Nevertheless, those of us who were isolated found lots of things to keep us occupied. "We pooled our rations," recounted an Able Company rifleman. "We collected everything from Coleman stoves to chewing gum. But our supplies didn't last long. Water soon became even more scarce than food. Fortunately we discovered a small pond near our area, but we couldn't get to it whenever we wanted to. You see, Jerry was using the same water hole." For some of us on the surrounded hill the days dragged and the nights never seemed to end. We dug our holes a little deeper and tried to improve our circular defense. Patrols were sent out to fight their way back to the rear; several never returned, none got through. Only one solitary workable radio remained in our possession. It was coddled and babied like a child, for it was our only unruptured communication artery. Coded messages were continually sent emphasizing the desperateness of our situation. Word was radioed back that help was on its way. We wondered when or if it would arrive.
Meanwhile those of us who had not met with the 1st Battalion's fate went out into the forested hills in an attempt to break through. We were joined by men from two battalions of the 442nd Regimental Combat Team, Americans of Japanese descent brave, determined little men with slanting eyes who seemed almost anxious for a fight. "Man, they could fight!"' exclaimed a George Company wireman as his company was moving through the forest along their flank. "They didn't appear scared of anything; they just kept advancing' through the forest standing up and firing from the hip at anything that moved. They sure knew how to make our Tommy Gun talk!"
Determination and guts, however, were not enough. The Germans had a large force in well dug-in positions waiting for us. They had self-propelled guns firing into the trees from every direction and dense concentrations of mortar and artillery fire. If the shells didn't land in a particular patch of ground, that area was certain to be covered with impassable mine fields.

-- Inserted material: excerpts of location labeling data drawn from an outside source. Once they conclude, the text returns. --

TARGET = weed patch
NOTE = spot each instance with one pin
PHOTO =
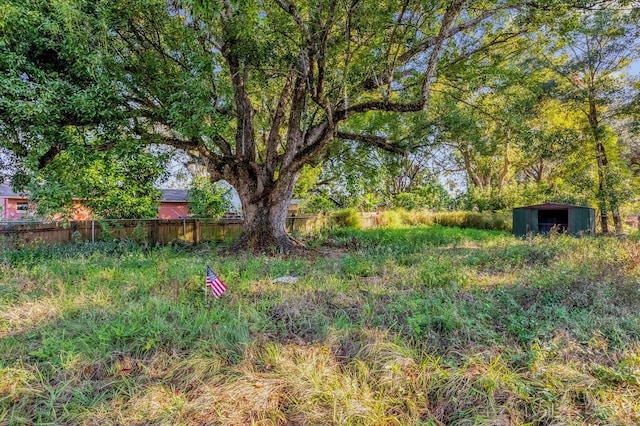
(408, 325)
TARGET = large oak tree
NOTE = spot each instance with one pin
(253, 89)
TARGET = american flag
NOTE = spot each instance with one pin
(216, 284)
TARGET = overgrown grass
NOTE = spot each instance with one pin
(407, 326)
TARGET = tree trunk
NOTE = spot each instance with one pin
(602, 162)
(264, 217)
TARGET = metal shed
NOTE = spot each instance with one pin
(542, 218)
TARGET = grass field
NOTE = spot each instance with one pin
(408, 326)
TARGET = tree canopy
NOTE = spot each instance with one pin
(253, 90)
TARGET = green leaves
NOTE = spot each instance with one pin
(208, 199)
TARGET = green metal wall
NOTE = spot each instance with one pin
(581, 221)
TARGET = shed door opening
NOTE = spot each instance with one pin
(558, 220)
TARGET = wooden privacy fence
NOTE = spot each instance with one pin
(149, 231)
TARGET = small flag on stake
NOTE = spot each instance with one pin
(216, 284)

Our first attempt to break through failed.
Those of us up on the hill overlooking La Houssiere tightened our belts and tried to carry on. We talked of countless things. "But food was our chief topic," said a Dog Company machine gunner. "We concocted in our minds fabulous dishes of T-Bone steaks, fried eggs and nice crisp bacon. Our wives' and mothers' favorite recipes were argued over. Once we spent a whole morning just talking about milk shakes ... thick and malty ones with double portions of ice cream." For five days those of us in the 1st Battalion starved. We tried to find food in the forest and to trap birds, but had very little luck. The shelling increased. Casualties mounted. Simple services were held for the dead and their graves jotted down for the GRO.*
Few of us talked about the casualties. We kept our thoughts to ourselves, wondering who would be next.
Over the radio coded messages continued to be sent, requests for medical supplies, rations, water and ammunition. Finally the artillery attempted to shoot supply filled shells to us. Their first efforts failed miserably. Then planes of the XII TAC were called upon. "To signal the planes we collected everything white we could find," explained a 1st Battalion wireman. "Linings from parkas and maps and even underwear were all stretched out in a long white strip. We bent the trunks of young trees and tied smoke grenades to them. Then when the planes came over we released the tree trunks and pulled the grenade pins, hoping that the smoke could be seen from above." The first air drops missed and the Germans enjoyed supplies intended for those of us on the hill. "We were just praying," remarked a Charlie Company Squad Leader. Finally on the afternoon of the fifth day the pilots and the artillerymen began to find their targets, and food, ammunition, medical supplies and radio batteries descended on us. The radio acknowledged their arrival. "Everything hitting on target ... tell the Artillery and Air Corps boys we love 'em!"